Actually, when you try implement it with tensorflow, you don't need to calculate the gradient manually.
x_train = [[1., 2.], [2., 3.], [3., 1.], [4., 3.], [5., 3.], [6., 2.]]
y_train = [[0.], [0.], [0.], [1.], [1.], [1.]]
# Test data
x_test = [[5., 2.]]
y_test = [[1.]]
x1 = [x[0] for x in x_train]
x2 = [x[1] for x in x_train]
# Visualize it
colors = [int(y[0] % 3) for y in y_train]
plt.scatter(x1, x2, c=colors, marker='^')
plt.scatter(x_test[0][0], x_test[0][1], c='red')
plt.grid()
plt.xlabel('x1')
plt.ylabel('x2')
plt.show()
Actually, we defined the dataset with python list. But to handle it with tensorflow, it need to convert tensor type.

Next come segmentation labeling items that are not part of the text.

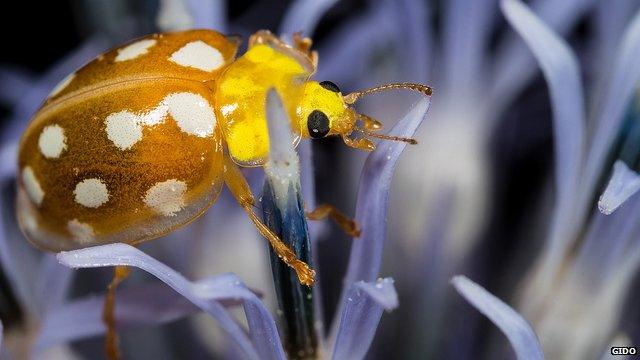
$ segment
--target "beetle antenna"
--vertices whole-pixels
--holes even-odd
[[[427,97],[433,94],[433,89],[427,85],[403,82],[403,83],[385,84],[385,85],[375,86],[375,87],[361,90],[361,91],[354,91],[350,94],[343,96],[342,98],[344,99],[345,103],[351,105],[355,103],[359,98],[363,97],[364,95],[373,94],[381,91],[394,90],[394,89],[411,90],[411,91],[419,92],[420,94]]]
[[[418,143],[418,141],[416,139],[413,139],[413,138],[405,138],[405,137],[401,137],[401,136],[377,134],[377,133],[374,133],[374,132],[369,131],[367,129],[362,129],[362,128],[359,128],[359,127],[355,127],[353,129],[358,131],[358,132],[361,132],[361,133],[365,134],[366,136],[373,137],[373,138],[376,138],[376,139],[391,140],[391,141],[402,141],[402,142],[406,142],[407,144],[411,144],[411,145],[416,145]]]

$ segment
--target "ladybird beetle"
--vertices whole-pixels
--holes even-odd
[[[360,96],[424,85],[401,83],[343,96],[310,80],[311,40],[288,45],[268,31],[240,41],[212,30],[149,35],[106,52],[67,76],[34,115],[19,146],[17,218],[49,251],[167,234],[201,215],[226,184],[278,255],[311,285],[314,272],[255,215],[239,166],[268,157],[267,90],[275,88],[300,138],[342,136],[371,150],[376,120],[352,105]],[[361,126],[357,125],[361,124]],[[361,133],[360,138],[350,135]],[[324,206],[311,218],[332,216]],[[342,218],[342,223],[347,220]]]

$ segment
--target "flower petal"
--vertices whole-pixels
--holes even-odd
[[[351,285],[340,318],[333,359],[363,359],[371,346],[382,311],[398,307],[393,279]]]
[[[418,102],[389,133],[411,137],[427,116],[431,99]],[[386,235],[386,218],[388,194],[396,164],[407,146],[398,141],[380,142],[365,162],[356,204],[356,221],[360,224],[360,237],[353,241],[349,267],[344,279],[345,288],[342,291],[343,306],[347,291],[357,281],[375,281],[380,271],[382,248]],[[340,314],[341,309],[336,312]],[[333,343],[338,334],[338,321],[334,320],[329,344]]]
[[[36,278],[36,299],[41,315],[62,305],[73,280],[73,271],[60,265],[52,254],[44,254]]]
[[[593,0],[533,0],[529,2],[537,16],[557,34],[566,35],[583,15],[593,7]],[[537,72],[530,55],[524,51],[522,42],[508,36],[494,55],[495,78],[488,95],[490,109],[501,112],[530,83]]]
[[[503,0],[502,10],[527,43],[544,73],[553,109],[555,182],[557,187],[550,241],[552,246],[570,240],[575,229],[576,187],[584,143],[584,96],[578,60],[567,43],[519,0]]]
[[[462,297],[500,328],[519,360],[544,359],[540,342],[531,325],[509,305],[465,276],[454,276],[451,284]]]
[[[134,266],[145,270],[165,282],[175,291],[191,301],[194,305],[217,319],[222,328],[231,335],[231,338],[235,341],[245,356],[249,358],[260,358],[256,349],[251,344],[251,341],[247,338],[247,334],[240,328],[240,326],[238,326],[229,313],[222,308],[219,302],[211,300],[212,294],[215,294],[215,291],[213,291],[215,289],[208,286],[197,285],[188,281],[173,269],[132,246],[126,244],[110,244],[75,251],[61,252],[58,254],[58,260],[64,265],[72,268],[124,265]],[[229,288],[228,290],[230,291],[232,288]],[[263,314],[268,315],[268,312],[265,310]],[[275,332],[275,323],[273,323],[273,319],[270,321],[273,326],[270,329],[264,330],[264,332],[277,334],[277,332]],[[262,324],[264,323],[268,323],[268,321],[262,322]],[[255,322],[255,324],[258,324],[258,322]],[[277,335],[274,335],[273,337],[277,337]],[[277,352],[277,350],[274,351]]]
[[[639,189],[640,176],[618,160],[613,164],[611,179],[598,200],[598,209],[601,213],[610,215]]]
[[[430,99],[418,102],[389,132],[411,137],[429,110]],[[356,205],[356,220],[362,229],[353,242],[345,284],[356,281],[375,281],[382,261],[387,218],[387,202],[396,164],[407,146],[399,141],[382,141],[365,162]]]
[[[600,172],[615,140],[624,113],[640,82],[640,11],[636,12],[629,23],[624,37],[614,55],[613,68],[608,74],[609,82],[597,97],[601,107],[594,112],[593,138],[586,158],[581,188],[579,210],[589,211],[590,203],[600,179]]]
[[[52,309],[40,327],[35,351],[69,343],[105,332],[102,321],[104,295],[73,300]],[[159,325],[194,314],[199,309],[161,283],[118,290],[116,299],[118,328]]]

Let's define the whole process.
dataset = tf.data.Dataset.from_tensor_slices((x_train, y_train))
# Initialize Weight and bias
W = tf.Variable(tf.zeros([2, 1]), name='weight')

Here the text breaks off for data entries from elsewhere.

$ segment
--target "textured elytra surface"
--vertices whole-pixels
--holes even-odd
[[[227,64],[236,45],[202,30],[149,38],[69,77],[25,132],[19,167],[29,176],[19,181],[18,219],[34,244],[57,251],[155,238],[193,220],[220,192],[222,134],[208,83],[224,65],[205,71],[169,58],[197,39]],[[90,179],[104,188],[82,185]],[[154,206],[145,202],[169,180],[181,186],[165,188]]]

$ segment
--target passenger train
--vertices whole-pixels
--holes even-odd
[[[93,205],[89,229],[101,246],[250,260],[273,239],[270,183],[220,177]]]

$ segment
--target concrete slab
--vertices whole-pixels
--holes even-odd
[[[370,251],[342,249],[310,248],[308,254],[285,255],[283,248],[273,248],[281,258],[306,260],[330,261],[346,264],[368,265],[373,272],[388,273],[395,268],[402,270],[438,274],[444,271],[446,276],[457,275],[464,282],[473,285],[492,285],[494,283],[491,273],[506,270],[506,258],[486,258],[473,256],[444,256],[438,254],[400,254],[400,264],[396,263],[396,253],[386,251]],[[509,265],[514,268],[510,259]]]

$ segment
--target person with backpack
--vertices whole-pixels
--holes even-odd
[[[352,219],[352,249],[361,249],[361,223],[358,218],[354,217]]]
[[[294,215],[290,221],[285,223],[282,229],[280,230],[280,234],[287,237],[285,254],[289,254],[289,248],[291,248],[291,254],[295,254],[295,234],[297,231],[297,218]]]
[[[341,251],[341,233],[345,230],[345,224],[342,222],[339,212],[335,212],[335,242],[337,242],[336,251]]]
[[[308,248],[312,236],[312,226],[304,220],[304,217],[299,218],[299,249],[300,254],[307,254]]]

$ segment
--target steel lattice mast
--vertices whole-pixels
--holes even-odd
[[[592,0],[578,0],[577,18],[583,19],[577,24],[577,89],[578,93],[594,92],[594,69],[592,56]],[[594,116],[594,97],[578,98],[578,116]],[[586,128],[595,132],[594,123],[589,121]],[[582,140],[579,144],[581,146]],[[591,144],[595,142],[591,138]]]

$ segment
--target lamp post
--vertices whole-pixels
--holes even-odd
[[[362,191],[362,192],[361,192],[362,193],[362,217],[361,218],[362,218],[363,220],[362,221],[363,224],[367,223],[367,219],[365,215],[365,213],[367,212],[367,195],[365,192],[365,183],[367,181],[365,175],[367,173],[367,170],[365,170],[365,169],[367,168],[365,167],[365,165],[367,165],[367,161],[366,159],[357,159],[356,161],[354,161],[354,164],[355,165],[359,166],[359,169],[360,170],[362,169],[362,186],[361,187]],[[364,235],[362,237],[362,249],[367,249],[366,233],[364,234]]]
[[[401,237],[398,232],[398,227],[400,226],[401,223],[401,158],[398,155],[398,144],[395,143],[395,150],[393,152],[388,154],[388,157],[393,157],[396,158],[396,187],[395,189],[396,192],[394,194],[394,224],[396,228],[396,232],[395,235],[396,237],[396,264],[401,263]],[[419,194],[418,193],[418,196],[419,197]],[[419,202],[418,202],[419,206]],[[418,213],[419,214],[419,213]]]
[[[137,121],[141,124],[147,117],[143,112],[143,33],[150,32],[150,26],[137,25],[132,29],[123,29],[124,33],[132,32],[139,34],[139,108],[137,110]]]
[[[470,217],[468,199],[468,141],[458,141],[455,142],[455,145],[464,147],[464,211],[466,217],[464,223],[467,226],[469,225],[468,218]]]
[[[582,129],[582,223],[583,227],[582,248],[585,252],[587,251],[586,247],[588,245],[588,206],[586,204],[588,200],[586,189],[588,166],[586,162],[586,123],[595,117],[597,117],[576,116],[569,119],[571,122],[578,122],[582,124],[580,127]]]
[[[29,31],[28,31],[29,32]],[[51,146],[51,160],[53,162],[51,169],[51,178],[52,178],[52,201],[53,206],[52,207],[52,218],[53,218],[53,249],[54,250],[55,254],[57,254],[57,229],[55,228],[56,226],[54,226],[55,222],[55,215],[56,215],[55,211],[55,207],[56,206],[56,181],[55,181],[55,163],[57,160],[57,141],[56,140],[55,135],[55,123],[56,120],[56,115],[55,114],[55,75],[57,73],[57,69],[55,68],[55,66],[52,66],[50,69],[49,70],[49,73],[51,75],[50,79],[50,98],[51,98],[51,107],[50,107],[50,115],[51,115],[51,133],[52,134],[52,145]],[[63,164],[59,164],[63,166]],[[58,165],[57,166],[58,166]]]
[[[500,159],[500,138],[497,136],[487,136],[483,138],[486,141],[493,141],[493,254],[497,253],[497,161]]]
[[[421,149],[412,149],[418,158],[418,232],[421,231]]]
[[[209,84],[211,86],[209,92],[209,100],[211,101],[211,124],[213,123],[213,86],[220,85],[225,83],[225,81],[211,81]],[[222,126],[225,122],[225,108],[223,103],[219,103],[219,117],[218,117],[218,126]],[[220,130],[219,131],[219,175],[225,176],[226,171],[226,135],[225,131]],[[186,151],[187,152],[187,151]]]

b = tf.Variable(tf.zeros([1]), name='bias')
# Sigmoid Function
def sigmoid(X):
h = tf.divide(1., 1. + tf.exp(-(tf.matmul(X, W) + b)))
return h
# Loss function
def loss_fn(h, y):
cost = -tf.reduce_mean(y * tf.math.log(h) + (1 - y) * tf.math.log(1 - h))
return cost
# Optimizer (Stochastic Gradient Descent)
optimizer = tf.keras.optimizers.SGD(learning_rate=0.01)

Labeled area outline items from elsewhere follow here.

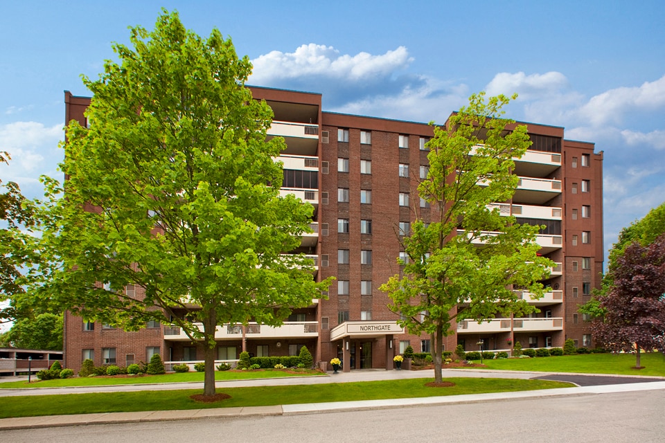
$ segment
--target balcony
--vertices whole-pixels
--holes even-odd
[[[316,155],[319,148],[319,125],[274,120],[267,138],[284,137],[286,152],[295,155]]]
[[[480,324],[475,320],[463,320],[457,323],[457,334],[495,334],[511,330],[510,318],[493,318]],[[563,330],[563,318],[515,318],[513,320],[515,332],[548,332]]]
[[[314,300],[312,300],[313,302]],[[203,330],[203,325],[197,325]],[[189,337],[178,326],[164,326],[164,340],[190,341]],[[319,336],[319,323],[315,321],[285,322],[281,326],[267,326],[250,323],[247,326],[247,338],[306,338]],[[222,325],[217,327],[215,340],[240,340],[242,338],[241,325]]]
[[[526,219],[542,220],[560,220],[560,208],[553,206],[535,206],[533,205],[512,205],[512,215]],[[487,206],[489,209],[497,208],[502,215],[511,215],[511,205],[505,203],[495,203]]]

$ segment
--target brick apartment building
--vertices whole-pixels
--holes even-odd
[[[312,204],[311,227],[296,252],[316,263],[314,278],[335,276],[328,300],[312,300],[278,327],[250,323],[218,329],[218,357],[235,360],[243,350],[256,356],[297,354],[306,345],[316,361],[335,356],[349,368],[392,368],[392,356],[407,345],[431,350],[429,336],[405,333],[378,287],[398,273],[399,236],[415,219],[425,220],[416,188],[427,174],[425,143],[433,135],[425,123],[324,112],[317,93],[252,87],[274,113],[269,136],[284,137],[287,148],[282,192]],[[90,99],[65,92],[66,121],[85,124]],[[556,262],[544,283],[552,290],[530,302],[540,313],[524,318],[495,318],[479,325],[461,320],[445,349],[458,343],[477,350],[508,350],[513,336],[523,347],[560,347],[566,338],[592,346],[587,318],[578,305],[599,287],[603,270],[602,152],[593,143],[564,138],[564,129],[526,123],[533,145],[515,159],[520,183],[512,213],[520,223],[545,225],[540,253]],[[497,204],[509,213],[508,204]],[[128,287],[140,295],[141,288]],[[527,293],[522,298],[530,300]],[[83,359],[96,365],[148,361],[159,352],[167,362],[201,361],[202,353],[177,327],[148,324],[135,332],[64,317],[65,365]]]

# Accuracy function for decision boundary
def accuracy_fn(h, y):
y_hat = tf.cast(h > 0.5, dtype=tf.float32)
accuracy = tf.reduce_mean(tf.cast(tf.equal(y_hat, y), dtype=tf.int32))
return accuracy
# Gradient function
def grad(X, y):
with tf.GradientTape() as tape:
h = sigmoid(X)
loss = loss_fn(h, y)
return tape.gradient(loss, [W, b])
With this function, we will build the training step,
for e in range(1000):
for x, y in iter(dataset.batch(len(x_train))):
h = sigmoid(x)
grads = grad(x, y)
optimizer.apply_gradients(grads_and_vars=zip(grads, [W, b]))
if e % 100 == 0:
print('Epoch: {}, Loss: {:.4f}'.format(e, loss_fn(h, y)))
You can see the cost is decreasing in each epoch. Weight $W$ and bias $b$ is stored in memory, so we can test it with test dataset.
test_accuracy = accuracy_fn(sigmoid(x_test), y_test)
print('Test Result = {}'.format(tf.cast(sigmoid(x_test) > 0.5, dtype=tf.int32)))
print('Test Accuracy: {:.4f}'.format(test_accuracy))
We can see that the model correctly classified test set based on trained weight and bias.
Let's look at more complicated dataset. Diabetes dataset, released from UCI ML repository, is common dataset for classification. Let's apply the same approach in this dataset.
df = pd.read_csv('./dataset/diabetes.csv')
df.head()
As you can see, the scale is different from each variable. So we need to standardizing it.
from sklearn.preprocessing import StandardScaler
from sklearn.model_selection import train_test_split
X = df.iloc[:, :-1].to_numpy()
y = df.iloc[:, [-1]].to_numpy()
X = X.astype(np.float32)
y = y.astype(np.float32)
# Standardize the data
ss = StandardScaler()
X = ss.fit_transform(X)
# Split with training and test dataset
X_train, X_test, y_train, y_test = train_test_split(X, y, test_size=0.4)
print(X_train.shape, y_train.shape)
print(X_train)
Let's try!
dataset = tf.data.Dataset.from_tensor_slices((X_train, y_train)).batch(len(X_train))
W = tf.Variable(tf.random.normal((8, 1)), name='weight')
b = tf.Variable(tf.random.normal((1,)), name='bias')
for e in range(2000):
for x, y in iter(dataset.batch(len(X_train))):
h = sigmoid(x)
grads = grad(x, y)
optimizer.apply_gradients(grads_and_vars=zip(grads, [W, b]))
if e % 100 == 0:
print('Epoch: {}, Loss: {:.4f}'.format(e, loss_fn(h, y)))
After training, we can validate model performance with test dataset. In this time, we want to measure whether model is correctly classified or not, so it can write the test_accuracy manually.
y_hat = tf.cast(sigmoid(X_test) > 0.5, dtype=tf.int32)
# print('Test Result = {}'.format(tf.cast(sigmoid(X_test) > 0.5, dtype=tf.int32)))
print('Test Accuracy: {:.4f}'.format(np.sum(y_test.reshape(-1) == y_hat.numpy().reshape(-1)) / y_test.shape[0]))
Summary
In this post, we cover the basic definition of logistic regression. Logistic regression is the approach to handle the classification task. So its hypothesis and cost function are different from that in linear regression. For cost function, Cross-Entropy is introduced, and we can implement whole process with tensorflow 2.x.